Volunteering in Healthcare Services

Healthcare is Necessary to Maintain a Health Body

Healthcare is a necessary commodity to maintain a healthy body and to prevent diseases that cause sickness and death. Many states in America and countries abroad lack adequate healthcare to address the physical and mental needs of their citizens. Thirteen percent of Americans over the age of 65 are without healthcare insurance/coverage. An estimated three million people lost their healthcare coverage during the Covid pandemic.

Although the rate of people without healthcare insurance declined dramatically following the Affordable Care Act’s (ACA) major coverage expansion in 2014, “the uninsured rate trended upward over the past four years”, according to the U.S. Census Bureau. The reasons for the upward trend in uninsured members of our society are due to policies that undermined the ACA, ongoing resistance by some states to expand Medicaid, eligibility, immigration policies and affordability barriers for people lacking coverage through various marketplaces.

Volunteers Help Reduce the Consequences

The consequences of the healthcare shortage are experienced by millions of Americans and individuals internationally who lack quality medical care. Although consequences exist, they are reduced through the volunteer efforts of nurses, physicians, and ancillary personnel. Volunteers can offer their services through The Red Cross, overseas healthcare volunteer organizations, nursing homes and senior care facilities, Medical Reserve Corps, community health events, homeless shelters, animal shelters or veterinary clinics, and local hospitals.

Nurses are in the business of caring for others, and they have diverse interests such as community services, research, relief efforts, politics, and caring for individuals with special needs. “Volunteering not only helps various causes, but it also helps enrich the lives of those that volunteer after giving them a sense of purpose.” According to RegisteredNursing.org.

Find a Place to Volunteer

A nurse interested in volunteering may gain information from sites such as VolunteerMatch, where they are able to narrow down volunteering choices that are based on their interest, location, and type of organization such as Project Hope or Doctors Without Borders. Seeking to volunteer locally, nurses can review options with Big Brothers/Big Sisters mentorships, volunteer in hospices, local schools, and organized community health fairs.

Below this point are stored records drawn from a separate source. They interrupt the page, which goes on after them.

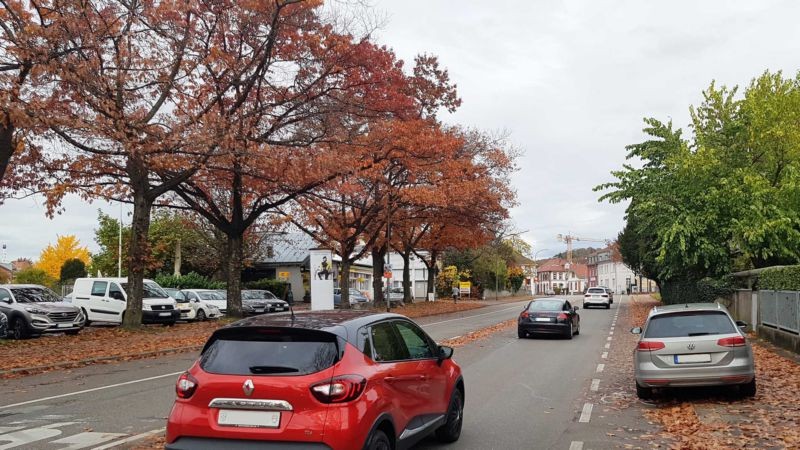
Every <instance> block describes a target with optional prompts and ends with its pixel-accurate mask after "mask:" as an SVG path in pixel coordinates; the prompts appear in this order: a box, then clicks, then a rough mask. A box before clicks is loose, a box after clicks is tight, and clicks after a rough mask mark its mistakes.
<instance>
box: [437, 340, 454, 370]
mask: <svg viewBox="0 0 800 450" xmlns="http://www.w3.org/2000/svg"><path fill="white" fill-rule="evenodd" d="M452 357H453V347H448V346H446V345H440V346H439V361H438V362H439V365H441V364H442V362H443V361H444V360H445V359H450V358H452Z"/></svg>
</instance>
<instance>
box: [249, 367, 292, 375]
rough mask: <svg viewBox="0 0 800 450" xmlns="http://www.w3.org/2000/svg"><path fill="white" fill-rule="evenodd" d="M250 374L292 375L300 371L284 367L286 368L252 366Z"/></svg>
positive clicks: (286, 367)
mask: <svg viewBox="0 0 800 450" xmlns="http://www.w3.org/2000/svg"><path fill="white" fill-rule="evenodd" d="M250 372H251V373H255V374H262V373H291V372H299V370H298V369H297V368H295V367H284V366H251V367H250Z"/></svg>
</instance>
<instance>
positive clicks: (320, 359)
mask: <svg viewBox="0 0 800 450" xmlns="http://www.w3.org/2000/svg"><path fill="white" fill-rule="evenodd" d="M338 357H339V353H338V347H337V344H336V337H335V336H333V335H330V334H328V333H320V332H308V333H305V332H297V331H292V330H279V329H267V330H257V331H248V332H247V334H239V335H232V336H222V337H220V338H219V339H217V340H215V341H213V342H212V343H211V344H210V345H207V347H206V349H205V350H204V351H203V354H202V356H201V357H200V367H201V368H202V369H203V370H205V371H206V372H209V373H216V374H222V375H256V376H257V375H264V376H270V375H272V376H292V375H307V374H311V373H315V372H319V371H321V370H325V369H327V368H329V367H331V366H332V365H334V364H335V363H336V361H337V359H338Z"/></svg>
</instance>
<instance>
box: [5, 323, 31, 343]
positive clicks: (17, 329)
mask: <svg viewBox="0 0 800 450" xmlns="http://www.w3.org/2000/svg"><path fill="white" fill-rule="evenodd" d="M8 335H9V336H11V337H12V338H14V339H18V340H19V339H27V338H28V336H30V333H29V332H28V327H27V326H26V325H25V321H24V320H22V319H20V318H16V319H14V320H12V321H11V326H10V327H9V329H8Z"/></svg>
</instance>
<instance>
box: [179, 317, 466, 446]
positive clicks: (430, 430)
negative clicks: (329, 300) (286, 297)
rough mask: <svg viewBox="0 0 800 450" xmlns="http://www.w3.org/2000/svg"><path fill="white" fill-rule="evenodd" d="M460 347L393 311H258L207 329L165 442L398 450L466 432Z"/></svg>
mask: <svg viewBox="0 0 800 450" xmlns="http://www.w3.org/2000/svg"><path fill="white" fill-rule="evenodd" d="M452 355H453V349H452V348H450V347H442V346H438V345H436V343H435V342H434V341H433V339H431V338H430V337H429V336H428V335H427V334H426V333H425V332H424V331H423V330H422V329H421V328H420V327H419V326H417V325H416V324H415V323H414V322H412V321H411V320H409V319H407V318H406V317H404V316H401V315H397V314H374V313H370V312H367V311H313V312H307V313H298V314H290V313H280V314H269V315H261V316H255V317H250V318H247V319H244V320H240V321H238V322H235V323H233V324H231V325H229V326H227V327H225V328H221V329H219V330H217V331H215V332H214V334H212V335H211V337H210V338H209V340H208V342H207V343H206V345H205V347H204V348H203V351H202V352H201V354H200V358H199V359H198V361H197V362H195V363H194V365H192V367H191V368H190V369H189V371H187V372H185V373H184V374H183V375H181V376H180V378H179V379H178V382H177V385H176V393H177V399H176V400H175V404H174V406H173V407H172V412H171V413H170V416H169V419H168V422H167V448H168V449H197V448H249V447H252V448H275V449H278V448H281V449H290V448H291V449H294V448H296V449H301V448H302V449H320V450H321V449H333V450H351V449H368V450H376V449H387V450H388V449H395V448H407V447H409V446H410V445H412V444H413V443H414V442H416V441H418V440H420V439H422V438H424V437H425V436H427V435H429V434H431V433H435V434H436V436H437V437H438V438H439V439H440V440H441V441H444V442H454V441H456V440H458V438H459V436H460V434H461V424H462V417H463V405H464V381H463V378H462V376H461V369H460V368H459V366H458V365H457V364H456V363H455V362H454V361H453V360H452V359H451V356H452Z"/></svg>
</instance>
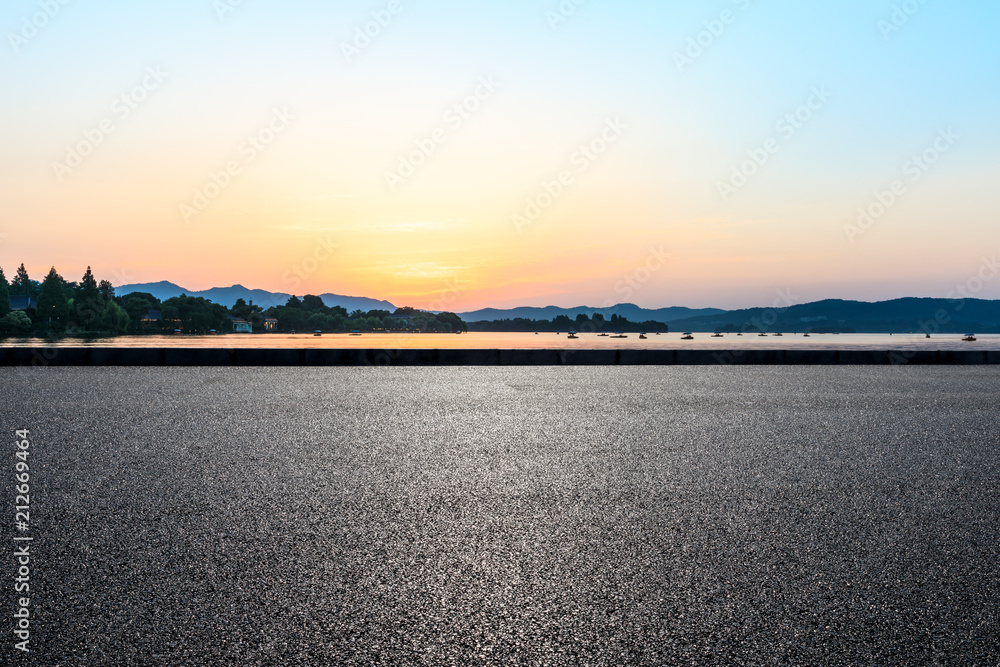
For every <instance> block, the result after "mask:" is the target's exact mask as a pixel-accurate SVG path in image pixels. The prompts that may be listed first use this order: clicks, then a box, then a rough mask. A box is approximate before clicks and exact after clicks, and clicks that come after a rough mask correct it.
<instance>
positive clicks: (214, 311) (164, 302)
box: [162, 294, 232, 333]
mask: <svg viewBox="0 0 1000 667" xmlns="http://www.w3.org/2000/svg"><path fill="white" fill-rule="evenodd" d="M162 312H163V318H164V319H165V320H181V322H182V323H183V328H184V329H187V330H188V331H195V332H200V333H208V331H209V329H215V330H216V331H230V330H231V329H232V325H231V324H230V321H229V317H228V316H227V313H226V309H225V307H223V306H221V305H219V304H217V303H212V302H211V301H209V300H208V299H205V298H202V297H199V296H185V295H183V294H182V295H181V296H175V297H174V298H172V299H167V300H166V301H164V302H163V308H162Z"/></svg>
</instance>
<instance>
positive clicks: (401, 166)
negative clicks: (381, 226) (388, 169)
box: [385, 76, 500, 192]
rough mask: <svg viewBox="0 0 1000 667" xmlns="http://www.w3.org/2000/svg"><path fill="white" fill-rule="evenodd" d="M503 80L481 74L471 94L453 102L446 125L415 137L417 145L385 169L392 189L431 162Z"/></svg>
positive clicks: (497, 86) (444, 118)
mask: <svg viewBox="0 0 1000 667" xmlns="http://www.w3.org/2000/svg"><path fill="white" fill-rule="evenodd" d="M499 87H500V84H499V83H498V82H497V81H495V80H494V79H493V77H492V76H484V77H480V79H479V85H478V86H476V89H475V90H474V91H473V92H472V93H471V94H470V95H468V96H466V97H464V98H462V99H461V100H460V101H458V102H456V103H455V104H453V105H452V106H451V107H449V108H448V110H447V111H446V112H445V114H444V125H443V126H440V127H436V128H434V130H432V131H431V133H430V134H428V135H427V136H426V137H424V138H423V139H417V140H416V141H414V142H413V143H414V146H415V148H414V149H413V150H412V151H410V152H409V153H407V154H405V155H400V156H399V164H398V165H397V166H396V169H395V171H387V172H385V183H386V185H388V186H389V191H390V192H395V191H396V189H397V188H398V187H399V186H401V185H402V184H403V183H404V182H406V180H407V179H408V178H410V177H411V176H413V175H414V174H416V173H417V169H419V168H420V167H422V166H423V165H425V164H426V163H427V160H429V159H430V158H431V156H432V155H434V153H436V152H437V149H438V147H439V146H441V145H442V144H444V143H445V142H447V141H448V136H449V133H450V132H456V131H458V129H459V128H461V127H462V125H464V124H465V123H466V121H468V120H469V119H470V118H471V117H472V114H474V113H476V112H477V111H479V109H480V108H481V107H482V105H483V104H484V103H485V102H486V101H487V100H489V99H490V98H491V97H493V96H494V95H495V94H496V92H497V89H498V88H499Z"/></svg>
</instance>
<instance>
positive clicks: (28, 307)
mask: <svg viewBox="0 0 1000 667" xmlns="http://www.w3.org/2000/svg"><path fill="white" fill-rule="evenodd" d="M29 308H32V309H36V308H38V299H37V298H36V297H33V296H21V295H19V294H12V295H11V296H10V309H11V310H28V309H29Z"/></svg>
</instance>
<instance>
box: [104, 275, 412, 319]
mask: <svg viewBox="0 0 1000 667" xmlns="http://www.w3.org/2000/svg"><path fill="white" fill-rule="evenodd" d="M133 292H147V293H149V294H152V295H153V296H155V297H156V298H157V299H159V300H160V301H165V300H167V299H170V298H172V297H175V296H180V295H181V294H186V295H188V296H200V297H203V298H205V299H208V300H210V301H212V302H214V303H218V304H221V305H223V306H225V307H226V308H232V307H233V304H235V303H236V300H237V299H243V300H244V301H246V302H247V303H249V302H250V301H253V302H254V304H255V305H258V306H261V307H263V308H264V309H267V308H270V307H271V306H283V305H285V303H287V302H288V299H290V298H291V296H292V295H291V294H286V293H284V292H269V291H268V290H263V289H251V288H249V287H244V286H243V285H239V284H237V285H232V286H230V287H210V288H208V289H206V290H189V289H184V288H183V287H181V286H180V285H178V284H176V283H172V282H170V281H169V280H161V281H159V282H155V283H136V284H133V285H122V286H121V287H117V288H115V293H116V294H119V295H122V296H124V295H125V294H131V293H133ZM317 296H319V297H320V298H321V299H323V303H325V304H326V305H327V306H329V307H331V308H332V307H334V306H341V307H343V308H346V309H347V312H353V311H355V310H364V311H369V310H389V311H394V310H396V306H394V305H393V304H392V303H390V302H388V301H383V300H380V299H370V298H368V297H363V296H345V295H343V294H332V293H327V294H318V295H317Z"/></svg>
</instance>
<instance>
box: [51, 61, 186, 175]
mask: <svg viewBox="0 0 1000 667" xmlns="http://www.w3.org/2000/svg"><path fill="white" fill-rule="evenodd" d="M168 75H169V73H168V72H164V71H163V70H162V69H161V68H160V66H159V65H154V66H151V67H147V68H146V75H145V76H144V77H143V78H142V81H140V82H139V83H138V84H137V85H135V86H133V87H132V88H131V89H129V91H128V92H126V93H123V94H121V95H119V96H118V97H116V98H115V101H114V102H112V103H111V115H110V116H106V117H104V118H102V119H101V120H100V121H98V123H97V125H96V126H95V127H92V128H90V129H87V130H84V131H83V139H81V140H80V141H78V142H76V143H75V144H73V145H71V146H67V147H66V155H65V157H64V158H63V160H62V162H58V161H56V162H53V163H52V171H53V173H54V174H55V175H56V178H57V179H59V182H60V183H61V182H62V181H63V180H64V179H65V178H66V176H67V175H69V174H72V173H73V172H74V171H76V170H77V169H78V168H79V167H80V166H81V165H83V163H84V161H85V160H86V159H87V158H88V157H90V156H91V155H93V153H94V151H95V150H97V147H98V146H100V145H101V144H103V143H104V140H105V139H107V138H108V136H109V135H111V134H112V133H114V131H115V130H116V129H118V124H119V123H123V122H125V121H126V120H127V119H128V117H129V116H131V115H132V113H133V112H134V111H135V110H136V109H138V108H139V107H140V105H142V103H143V102H145V101H146V100H148V99H149V97H150V95H151V94H152V93H153V91H155V90H156V89H157V88H159V87H160V86H161V85H162V84H163V82H164V81H165V80H166V79H167V76H168Z"/></svg>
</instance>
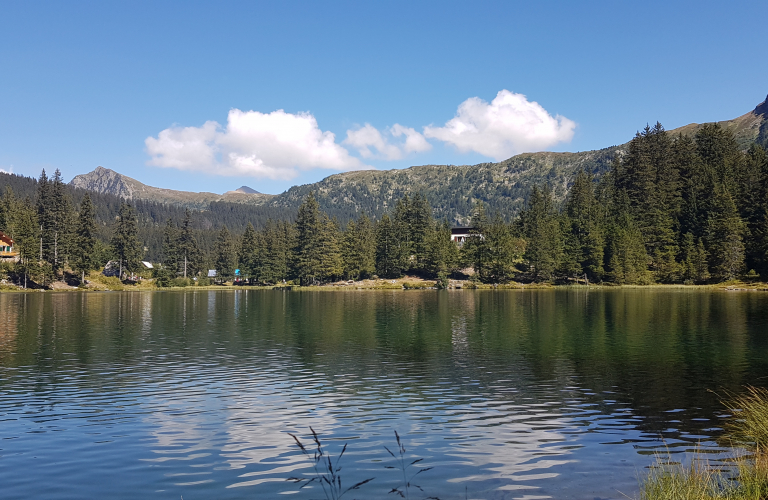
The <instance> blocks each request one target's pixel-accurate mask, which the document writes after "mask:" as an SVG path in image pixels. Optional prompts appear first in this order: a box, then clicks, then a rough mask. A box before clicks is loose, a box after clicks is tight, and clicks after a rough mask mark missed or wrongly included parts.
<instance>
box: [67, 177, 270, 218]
mask: <svg viewBox="0 0 768 500" xmlns="http://www.w3.org/2000/svg"><path fill="white" fill-rule="evenodd" d="M70 184H71V185H72V186H74V187H77V188H81V189H86V190H88V191H93V192H96V193H102V194H112V195H115V196H119V197H121V198H123V199H126V200H147V201H154V202H157V203H166V204H170V205H180V206H183V207H188V208H195V209H200V210H204V209H206V208H208V206H209V205H210V204H211V202H215V201H227V202H232V203H245V204H249V205H261V204H263V203H264V202H265V201H267V200H269V199H270V198H272V195H268V194H262V193H259V192H258V191H256V190H254V189H251V188H249V187H247V186H243V187H241V188H240V189H237V190H235V191H229V192H227V193H225V194H223V195H221V194H216V193H205V192H203V193H192V192H189V191H176V190H173V189H163V188H156V187H152V186H147V185H146V184H142V183H141V182H139V181H137V180H136V179H132V178H130V177H128V176H126V175H123V174H120V173H118V172H115V171H114V170H110V169H108V168H104V167H97V168H96V169H95V170H94V171H92V172H89V173H87V174H81V175H77V176H75V178H74V179H72V181H71V182H70Z"/></svg>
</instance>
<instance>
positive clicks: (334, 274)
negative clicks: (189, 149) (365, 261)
mask: <svg viewBox="0 0 768 500" xmlns="http://www.w3.org/2000/svg"><path fill="white" fill-rule="evenodd" d="M320 224H321V228H322V229H321V231H320V235H319V238H318V250H319V256H320V262H319V263H318V278H319V279H320V281H321V282H327V281H334V280H336V279H338V278H340V277H341V275H342V274H343V272H344V266H343V263H342V259H341V231H340V230H339V225H338V223H337V222H336V219H331V218H330V217H328V215H327V214H323V215H322V218H321V221H320Z"/></svg>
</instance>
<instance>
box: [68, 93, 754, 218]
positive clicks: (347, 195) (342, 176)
mask: <svg viewBox="0 0 768 500" xmlns="http://www.w3.org/2000/svg"><path fill="white" fill-rule="evenodd" d="M720 124H721V125H722V126H723V127H725V128H727V129H730V130H731V131H733V133H734V135H735V136H736V139H737V140H738V141H739V143H740V144H741V145H742V146H743V147H744V148H745V149H746V147H748V145H749V144H750V143H752V142H758V143H761V144H763V145H766V146H768V99H767V100H766V101H764V102H762V103H760V104H759V105H758V106H757V107H756V108H755V109H754V110H752V111H750V112H749V113H746V114H744V115H742V116H740V117H738V118H735V119H733V120H727V121H724V122H720ZM702 126H703V124H696V123H692V124H689V125H685V126H683V127H680V128H677V129H674V130H670V131H669V132H670V133H671V134H674V135H677V134H678V133H682V134H686V135H691V134H695V133H696V131H698V130H699V129H700V128H701V127H702ZM625 146H626V145H620V146H611V147H609V148H605V149H600V150H596V151H583V152H578V153H549V152H542V153H524V154H520V155H517V156H514V157H512V158H510V159H508V160H505V161H502V162H498V163H481V164H479V165H462V166H456V165H424V166H415V167H411V168H407V169H402V170H397V169H395V170H366V171H359V172H347V173H342V174H336V175H331V176H329V177H326V178H325V179H323V180H321V181H319V182H316V183H313V184H306V185H302V186H294V187H292V188H290V189H288V190H287V191H286V192H284V193H282V194H279V195H276V196H275V195H265V194H260V193H257V194H249V193H248V192H247V191H248V190H247V189H242V188H241V190H237V191H229V192H227V193H225V194H224V195H218V194H214V193H190V192H184V191H174V190H170V189H160V188H154V187H151V186H147V185H145V184H142V183H141V182H139V181H136V180H135V179H131V178H130V177H126V176H124V175H121V174H118V173H117V172H113V171H111V170H108V169H103V168H101V167H99V168H97V169H96V170H95V171H93V172H91V173H89V174H85V175H79V176H77V177H75V178H74V179H73V180H72V184H73V186H76V187H80V188H84V189H88V190H92V191H97V192H100V193H110V194H114V195H116V196H120V197H124V198H129V199H142V200H147V201H153V202H158V203H166V204H171V205H180V206H184V207H190V208H196V209H200V210H207V209H212V208H213V207H214V205H216V206H218V207H219V208H221V206H220V205H218V204H220V203H221V202H230V203H240V204H248V205H253V206H255V207H260V209H263V210H264V213H266V212H269V213H270V214H272V215H270V216H277V217H281V218H287V217H292V214H295V213H296V210H297V209H298V207H299V205H300V204H301V201H302V200H303V199H304V197H305V196H306V195H307V194H309V193H310V192H313V191H314V192H315V193H316V195H317V198H318V202H319V203H320V207H321V208H322V209H323V210H324V211H326V212H327V213H329V214H330V215H332V216H336V217H338V218H339V220H340V221H341V222H342V223H343V222H345V221H346V220H348V219H349V218H352V217H357V216H358V215H359V214H360V213H361V212H366V213H367V214H369V215H372V216H374V217H377V218H378V217H380V216H381V215H382V214H384V213H385V212H387V211H388V210H389V209H391V208H392V206H393V204H394V203H395V202H396V201H397V200H398V199H399V198H401V197H402V196H403V195H405V194H409V193H416V192H421V193H422V194H424V195H425V196H426V197H427V199H428V200H429V202H430V203H431V204H432V206H433V207H434V208H435V216H436V217H438V218H440V219H442V218H447V219H448V220H449V221H451V222H453V223H458V224H464V223H467V222H468V221H469V217H470V214H471V212H472V208H473V207H474V205H475V203H476V202H477V201H478V200H482V201H483V202H484V203H486V204H487V205H488V208H489V209H490V211H491V212H495V211H498V212H500V213H501V214H502V215H503V216H505V217H512V216H514V215H515V214H516V213H517V212H518V211H519V210H520V208H522V207H523V205H524V204H525V197H526V196H527V193H528V191H529V190H530V188H531V187H532V186H533V185H534V184H539V185H543V184H548V185H550V186H552V187H553V189H554V194H555V198H556V199H557V200H563V199H564V198H565V195H566V194H567V192H568V189H569V187H570V183H571V182H572V179H573V178H574V176H575V174H576V172H577V171H578V170H580V169H584V170H586V171H588V172H591V173H593V174H594V175H595V176H596V177H599V176H600V175H602V174H603V173H605V172H606V171H608V170H609V169H610V166H611V162H612V160H613V157H614V156H615V155H616V154H620V153H621V151H623V149H624V148H625ZM243 191H245V192H243Z"/></svg>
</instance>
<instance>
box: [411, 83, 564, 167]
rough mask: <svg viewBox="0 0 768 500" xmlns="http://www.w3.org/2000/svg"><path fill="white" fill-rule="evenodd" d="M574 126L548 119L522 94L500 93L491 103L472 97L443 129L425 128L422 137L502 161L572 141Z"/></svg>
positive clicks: (562, 121) (554, 119)
mask: <svg viewBox="0 0 768 500" xmlns="http://www.w3.org/2000/svg"><path fill="white" fill-rule="evenodd" d="M575 128H576V123H574V122H573V121H571V120H569V119H568V118H565V117H564V116H560V115H557V116H554V117H553V116H551V115H550V114H549V113H548V112H547V110H546V109H544V108H543V107H542V106H541V105H540V104H539V103H537V102H531V101H529V100H528V99H527V98H526V97H525V96H524V95H523V94H515V93H513V92H510V91H508V90H502V91H501V92H499V93H498V94H497V95H496V98H495V99H494V100H493V101H491V102H490V103H488V102H486V101H484V100H482V99H480V98H479V97H471V98H469V99H467V100H466V101H464V102H463V103H461V104H460V105H459V109H458V111H457V112H456V116H455V117H454V118H452V119H450V120H449V121H448V122H447V123H446V124H445V126H443V127H433V126H427V127H424V136H426V137H428V138H431V139H437V140H440V141H443V142H447V143H449V144H452V145H454V146H455V147H456V148H457V149H458V150H459V151H462V152H468V151H474V152H477V153H480V154H482V155H484V156H489V157H491V158H494V159H496V160H497V161H498V160H503V159H506V158H509V157H511V156H514V155H515V154H518V153H522V152H529V151H541V150H543V149H546V148H549V147H551V146H554V145H555V144H557V143H559V142H568V141H570V140H571V139H572V138H573V133H574V129H575Z"/></svg>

Developing countries are in dire need of nursing volunteers. Volunteering abroad is an excellent opportunity to help understaffed international hospitals while participating in cross-cultural exchange programs and having the opportunity to enjoy nursing volunteer experiences.

According to the International Volunteer Head Quarters, nursing students can volunteer at any point in their studies and can gain volunteer experience in a variety of countries such as Argentina, Costa Rica, Guatemala, India, Vietnam, Tanzania, Bali, Zambia, and Peru. There are a wide range of tasks that the volunteers can participate in, including basic patient care, taking vital signs, dressing wounds, triaging patients, and helping to prepare medical equipment.

Nurses and other disciplines of healthcare services often volunteer their time and services to provide their expertise to areas that lack adequate healthcare services and staff. Rural areas of America lack healthcare facilities to serve the population such as Indian Reservations and mountain communities. Residents of these areas also may lack the financial resources to cover the cost of healthcare.

Volunteering your healthcare expertise is your opportunity to exchange knowledge and cross-cultural learning with local healthcare professionals as well as nursing professionals from around the world.